At some point for the New York Jets, practice doesn’t have to make them perfect. But at some point, all this talk about the merits of the team in practice has to surely make them at least adequate.
It probably isn’t fair, but the Jets continue to come-up with the same couple of lines following yet another lackluster Sunday, this one a 24-0 loss at the Miami Dolphins. The 0-6 Jets found a new way to lose, this time being shut out.
But they still ran out the same list of explanations as they have the past few weeks. They practice hard, Jets head coach Adam Gase says, but it isn’t coming together on game day.
Or, they need to find ways to sustain drives and then things will improve.
The problem is that both sets of talking points ignore the talent deficiency on the Jets as well as the scheme issues that stem from the head coach.
“I didn’t think it was lifeless.
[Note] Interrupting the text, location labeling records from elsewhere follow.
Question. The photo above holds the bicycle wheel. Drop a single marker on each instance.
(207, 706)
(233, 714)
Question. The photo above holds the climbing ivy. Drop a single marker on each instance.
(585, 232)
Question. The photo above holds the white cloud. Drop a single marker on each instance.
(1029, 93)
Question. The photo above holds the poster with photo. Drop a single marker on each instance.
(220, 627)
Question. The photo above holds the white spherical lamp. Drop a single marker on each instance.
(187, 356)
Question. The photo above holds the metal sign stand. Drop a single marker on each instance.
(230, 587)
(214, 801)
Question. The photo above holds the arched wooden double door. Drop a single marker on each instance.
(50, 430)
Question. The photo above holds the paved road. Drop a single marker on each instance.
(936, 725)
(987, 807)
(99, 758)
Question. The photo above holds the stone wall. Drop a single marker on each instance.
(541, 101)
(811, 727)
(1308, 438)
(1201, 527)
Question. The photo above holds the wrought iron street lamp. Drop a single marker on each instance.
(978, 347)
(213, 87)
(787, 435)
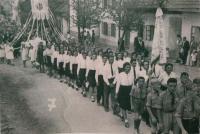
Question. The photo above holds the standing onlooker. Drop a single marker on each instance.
(24, 52)
(179, 44)
(194, 57)
(40, 58)
(138, 100)
(154, 106)
(166, 74)
(169, 102)
(9, 53)
(198, 56)
(186, 48)
(93, 37)
(140, 47)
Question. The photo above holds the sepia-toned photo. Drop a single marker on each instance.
(99, 66)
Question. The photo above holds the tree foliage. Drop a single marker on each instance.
(60, 8)
(87, 13)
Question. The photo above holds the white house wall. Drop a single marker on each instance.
(189, 20)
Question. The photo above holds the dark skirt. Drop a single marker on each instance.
(124, 97)
(67, 69)
(61, 69)
(191, 125)
(82, 77)
(55, 64)
(74, 71)
(48, 61)
(91, 78)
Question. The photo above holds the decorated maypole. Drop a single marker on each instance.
(15, 13)
(159, 45)
(39, 21)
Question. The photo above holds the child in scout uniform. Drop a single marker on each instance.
(168, 100)
(82, 71)
(123, 88)
(154, 107)
(138, 100)
(99, 78)
(90, 75)
(186, 115)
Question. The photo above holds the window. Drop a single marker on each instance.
(149, 32)
(105, 28)
(113, 30)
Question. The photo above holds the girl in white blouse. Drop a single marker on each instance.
(67, 66)
(82, 72)
(123, 88)
(2, 53)
(73, 68)
(54, 60)
(9, 53)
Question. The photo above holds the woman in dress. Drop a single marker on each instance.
(24, 53)
(40, 57)
(123, 88)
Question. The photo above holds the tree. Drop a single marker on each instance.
(56, 6)
(88, 13)
(127, 16)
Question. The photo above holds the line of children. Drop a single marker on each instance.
(129, 81)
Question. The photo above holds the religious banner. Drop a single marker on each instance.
(40, 9)
(159, 41)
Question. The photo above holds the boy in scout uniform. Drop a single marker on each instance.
(187, 113)
(138, 100)
(168, 107)
(154, 107)
(196, 83)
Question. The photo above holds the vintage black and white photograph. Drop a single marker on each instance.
(99, 66)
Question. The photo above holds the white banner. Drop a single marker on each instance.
(40, 9)
(159, 40)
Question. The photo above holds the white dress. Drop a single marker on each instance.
(9, 52)
(2, 51)
(24, 52)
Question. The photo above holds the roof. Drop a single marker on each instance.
(183, 5)
(171, 5)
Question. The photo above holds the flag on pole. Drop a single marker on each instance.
(40, 9)
(159, 53)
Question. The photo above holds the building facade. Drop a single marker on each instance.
(181, 17)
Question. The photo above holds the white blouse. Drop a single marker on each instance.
(127, 59)
(81, 63)
(125, 80)
(164, 77)
(120, 63)
(107, 72)
(60, 58)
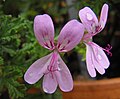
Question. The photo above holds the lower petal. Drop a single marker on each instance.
(37, 69)
(49, 83)
(89, 61)
(64, 77)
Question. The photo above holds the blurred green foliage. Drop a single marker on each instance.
(18, 45)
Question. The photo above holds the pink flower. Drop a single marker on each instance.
(52, 67)
(95, 56)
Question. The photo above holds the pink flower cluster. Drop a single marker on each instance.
(52, 67)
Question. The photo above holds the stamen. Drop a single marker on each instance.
(107, 49)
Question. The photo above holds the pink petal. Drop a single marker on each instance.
(97, 66)
(70, 36)
(96, 59)
(88, 18)
(89, 61)
(103, 15)
(101, 56)
(49, 83)
(37, 69)
(44, 31)
(64, 77)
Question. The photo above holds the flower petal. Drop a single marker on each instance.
(37, 69)
(64, 77)
(44, 31)
(89, 61)
(49, 83)
(88, 18)
(100, 56)
(70, 36)
(103, 15)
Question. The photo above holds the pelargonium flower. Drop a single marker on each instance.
(95, 56)
(52, 67)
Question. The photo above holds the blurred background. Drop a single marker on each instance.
(19, 47)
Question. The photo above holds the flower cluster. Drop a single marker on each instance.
(52, 67)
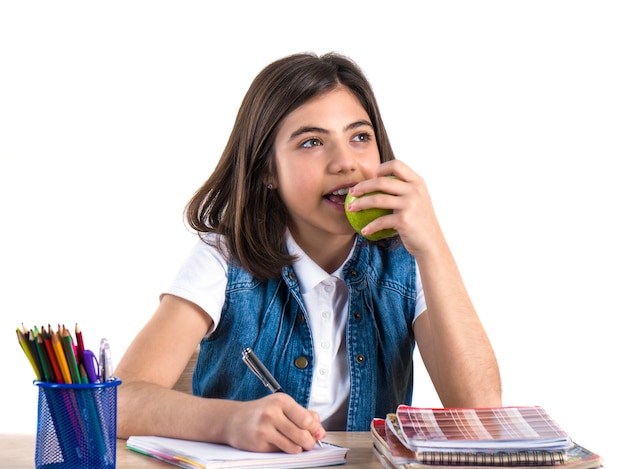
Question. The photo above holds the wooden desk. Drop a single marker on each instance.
(18, 452)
Offensively, we were frustrated. We were frustrated. There were a lot of points where guys were encouraging each other and cheering each other on,” Gase said after the game on Sunday.
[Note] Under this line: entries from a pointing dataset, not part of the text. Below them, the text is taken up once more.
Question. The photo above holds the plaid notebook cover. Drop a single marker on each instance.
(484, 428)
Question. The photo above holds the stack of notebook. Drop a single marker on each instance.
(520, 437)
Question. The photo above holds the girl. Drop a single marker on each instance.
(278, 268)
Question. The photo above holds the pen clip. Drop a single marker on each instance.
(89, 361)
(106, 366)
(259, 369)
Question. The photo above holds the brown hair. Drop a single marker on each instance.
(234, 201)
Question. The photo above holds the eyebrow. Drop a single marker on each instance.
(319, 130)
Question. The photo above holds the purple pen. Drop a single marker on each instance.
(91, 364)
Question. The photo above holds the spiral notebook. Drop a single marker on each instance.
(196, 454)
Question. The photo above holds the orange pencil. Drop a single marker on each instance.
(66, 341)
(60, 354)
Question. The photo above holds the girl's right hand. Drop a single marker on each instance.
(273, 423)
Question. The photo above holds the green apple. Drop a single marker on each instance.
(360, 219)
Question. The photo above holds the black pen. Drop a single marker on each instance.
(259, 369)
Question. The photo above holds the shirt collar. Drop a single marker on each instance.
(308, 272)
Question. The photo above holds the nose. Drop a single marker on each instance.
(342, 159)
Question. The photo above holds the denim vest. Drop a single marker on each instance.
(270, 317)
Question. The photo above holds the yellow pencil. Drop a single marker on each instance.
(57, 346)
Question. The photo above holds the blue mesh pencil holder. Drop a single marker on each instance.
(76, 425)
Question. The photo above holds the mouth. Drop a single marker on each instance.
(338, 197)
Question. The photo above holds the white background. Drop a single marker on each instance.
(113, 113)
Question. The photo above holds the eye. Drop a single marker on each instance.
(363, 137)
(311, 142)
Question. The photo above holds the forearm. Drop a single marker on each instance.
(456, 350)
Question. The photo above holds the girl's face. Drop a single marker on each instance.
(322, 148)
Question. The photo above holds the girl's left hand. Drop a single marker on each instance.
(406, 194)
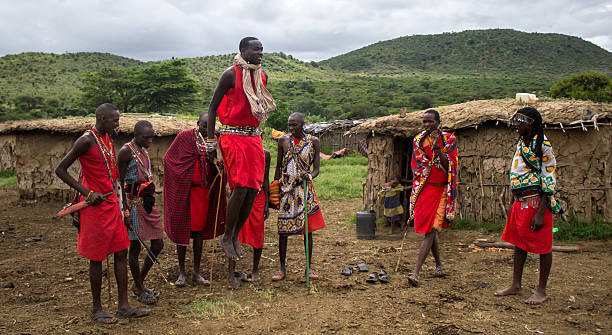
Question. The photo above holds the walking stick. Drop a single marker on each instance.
(399, 257)
(110, 295)
(212, 242)
(306, 233)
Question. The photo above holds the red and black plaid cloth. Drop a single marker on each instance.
(179, 166)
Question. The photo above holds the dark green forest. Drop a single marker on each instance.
(412, 72)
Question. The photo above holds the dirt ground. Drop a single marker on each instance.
(45, 287)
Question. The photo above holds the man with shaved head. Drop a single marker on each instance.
(191, 197)
(297, 164)
(136, 174)
(100, 225)
(242, 102)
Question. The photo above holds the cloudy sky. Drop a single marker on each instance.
(308, 30)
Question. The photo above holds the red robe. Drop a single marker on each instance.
(243, 156)
(102, 231)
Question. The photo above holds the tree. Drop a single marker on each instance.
(165, 85)
(588, 85)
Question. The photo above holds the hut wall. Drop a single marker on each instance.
(37, 155)
(584, 174)
(336, 140)
(7, 152)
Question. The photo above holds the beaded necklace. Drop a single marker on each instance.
(146, 169)
(108, 155)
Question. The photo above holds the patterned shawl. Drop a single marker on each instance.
(424, 165)
(529, 172)
(297, 160)
(179, 164)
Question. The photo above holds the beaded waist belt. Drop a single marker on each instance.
(242, 131)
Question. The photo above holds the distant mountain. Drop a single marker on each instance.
(492, 51)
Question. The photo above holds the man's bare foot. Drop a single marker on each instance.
(228, 248)
(237, 248)
(537, 298)
(197, 279)
(280, 275)
(233, 282)
(180, 282)
(510, 290)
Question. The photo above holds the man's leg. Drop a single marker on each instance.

“I thought the defense definitely had good energy, trying to create turnovers. You’re trying to make that play to swing the game in a positive direction. We got a little frustrated on offense because we couldn’t get that done.”
The offense was poor by every definition. They had just 263 yards of total offense and managed 13 first downs against the Dolphins.
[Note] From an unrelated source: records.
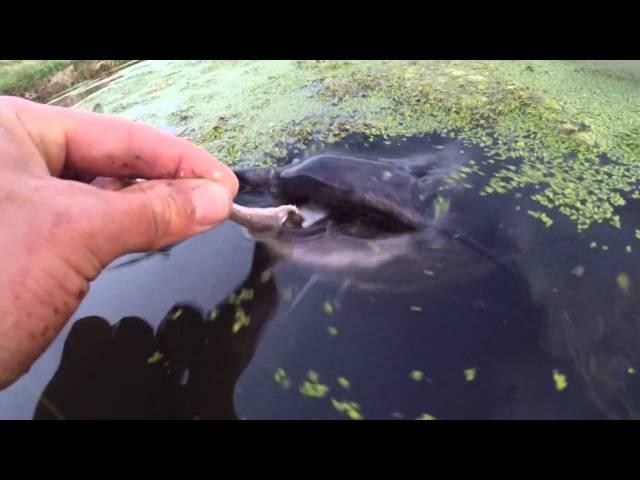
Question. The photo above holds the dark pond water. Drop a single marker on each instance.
(395, 327)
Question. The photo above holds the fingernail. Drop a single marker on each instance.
(211, 202)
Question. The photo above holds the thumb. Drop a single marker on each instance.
(154, 214)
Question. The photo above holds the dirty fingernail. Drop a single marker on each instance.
(212, 203)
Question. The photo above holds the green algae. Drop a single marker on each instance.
(557, 117)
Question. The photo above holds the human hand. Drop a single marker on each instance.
(57, 233)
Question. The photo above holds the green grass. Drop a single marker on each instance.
(17, 75)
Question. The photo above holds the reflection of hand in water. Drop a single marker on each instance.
(187, 370)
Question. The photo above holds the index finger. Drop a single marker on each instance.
(108, 146)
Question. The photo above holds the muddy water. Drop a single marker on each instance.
(217, 327)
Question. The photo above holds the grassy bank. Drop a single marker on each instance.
(42, 80)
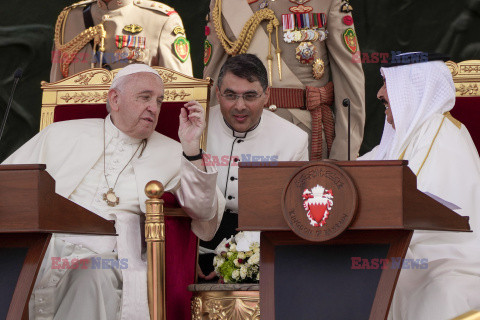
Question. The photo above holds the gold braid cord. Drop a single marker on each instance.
(241, 45)
(70, 49)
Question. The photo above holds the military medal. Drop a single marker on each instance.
(130, 48)
(299, 2)
(300, 9)
(346, 7)
(181, 47)
(207, 53)
(350, 40)
(318, 68)
(178, 30)
(305, 52)
(111, 198)
(132, 28)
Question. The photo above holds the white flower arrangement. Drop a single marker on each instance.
(238, 258)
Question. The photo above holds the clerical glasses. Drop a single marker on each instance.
(247, 97)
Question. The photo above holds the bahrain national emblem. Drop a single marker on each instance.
(317, 202)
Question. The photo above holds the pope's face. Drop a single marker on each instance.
(135, 105)
(382, 95)
(241, 102)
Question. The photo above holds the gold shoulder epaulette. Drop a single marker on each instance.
(154, 5)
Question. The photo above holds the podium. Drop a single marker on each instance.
(30, 211)
(351, 275)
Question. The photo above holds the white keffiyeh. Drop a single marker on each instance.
(416, 92)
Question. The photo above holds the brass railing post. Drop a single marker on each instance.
(155, 238)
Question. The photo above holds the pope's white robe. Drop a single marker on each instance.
(70, 150)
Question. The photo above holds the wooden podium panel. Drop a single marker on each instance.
(30, 211)
(302, 279)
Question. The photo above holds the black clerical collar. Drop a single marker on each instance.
(243, 135)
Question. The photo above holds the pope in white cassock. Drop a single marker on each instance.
(440, 151)
(97, 163)
(239, 129)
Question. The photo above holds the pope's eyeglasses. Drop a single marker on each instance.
(247, 97)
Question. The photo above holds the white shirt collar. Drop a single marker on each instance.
(244, 135)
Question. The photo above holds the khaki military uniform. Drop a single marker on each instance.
(139, 31)
(340, 65)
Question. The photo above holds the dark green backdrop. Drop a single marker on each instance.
(26, 33)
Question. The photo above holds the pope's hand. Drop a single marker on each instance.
(192, 124)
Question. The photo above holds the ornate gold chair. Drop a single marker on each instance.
(466, 76)
(84, 95)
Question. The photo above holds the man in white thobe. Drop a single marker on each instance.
(440, 151)
(240, 130)
(104, 165)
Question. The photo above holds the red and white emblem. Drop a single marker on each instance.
(318, 202)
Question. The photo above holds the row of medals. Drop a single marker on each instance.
(306, 52)
(130, 47)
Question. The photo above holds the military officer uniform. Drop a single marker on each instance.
(112, 34)
(311, 53)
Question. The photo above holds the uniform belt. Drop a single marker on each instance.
(316, 100)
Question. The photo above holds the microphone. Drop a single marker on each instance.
(16, 77)
(346, 104)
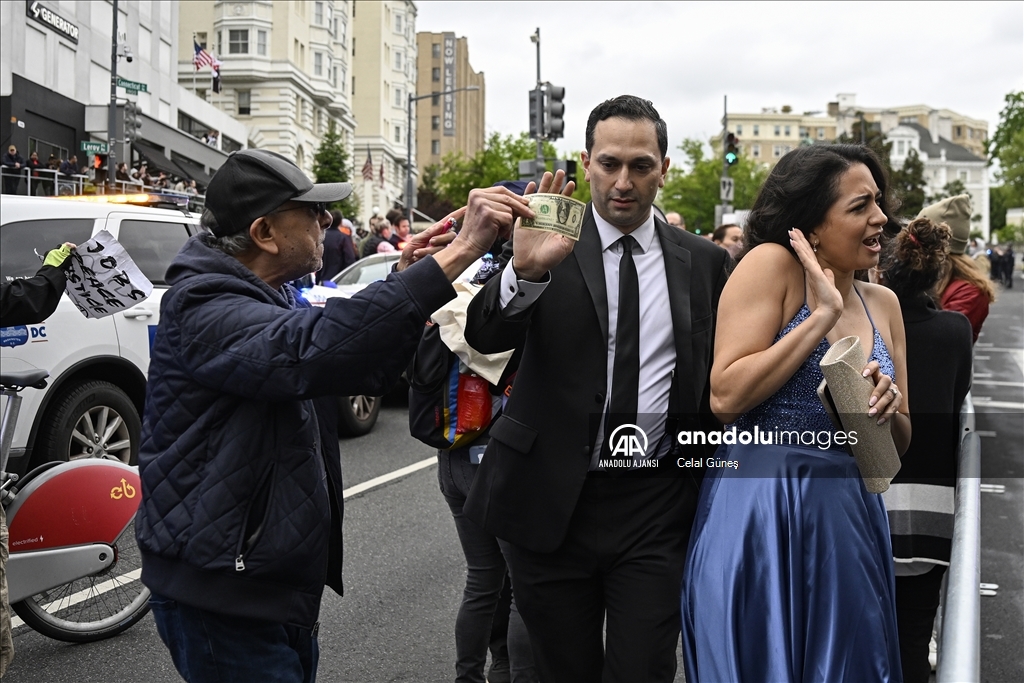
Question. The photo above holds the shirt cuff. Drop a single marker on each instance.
(518, 295)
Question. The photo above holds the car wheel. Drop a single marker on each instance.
(90, 420)
(357, 415)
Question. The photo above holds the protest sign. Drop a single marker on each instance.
(102, 279)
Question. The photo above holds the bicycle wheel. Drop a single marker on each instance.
(94, 607)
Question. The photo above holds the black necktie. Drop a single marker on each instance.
(626, 373)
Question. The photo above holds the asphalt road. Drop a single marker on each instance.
(404, 571)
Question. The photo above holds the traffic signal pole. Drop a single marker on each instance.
(112, 115)
(539, 164)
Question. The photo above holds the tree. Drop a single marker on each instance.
(331, 165)
(428, 201)
(693, 188)
(951, 188)
(1007, 144)
(499, 160)
(908, 184)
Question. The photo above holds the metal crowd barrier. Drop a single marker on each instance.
(960, 644)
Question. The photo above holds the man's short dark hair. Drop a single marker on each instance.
(634, 109)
Quarterback Joe Flacco was sacked three times and hit a total of 10 times.
The offense looked flat and unimaginative, not a great surprise given a similar performance from the unit in their previous five games. But being shutout is any especially dire tale for the Jets.
Now, through six games, the Jets have lost by a cumulative 110 points. It truly shows no signs of getting better.
“Well, hey, you’ve got to look at yourself in the mirror and ask yourself what drives you and why you do this. Do you love this game? That’s what it really all comes down to,” Flacco said.
“And then you’ve just got to execute and play better. Listen, we can play as hard as we want and be as tough as we want and have the right guys, but if we don’t play well, we’re not going to get it done. But it still starts with keeping your head held high and sticking together as a unit.”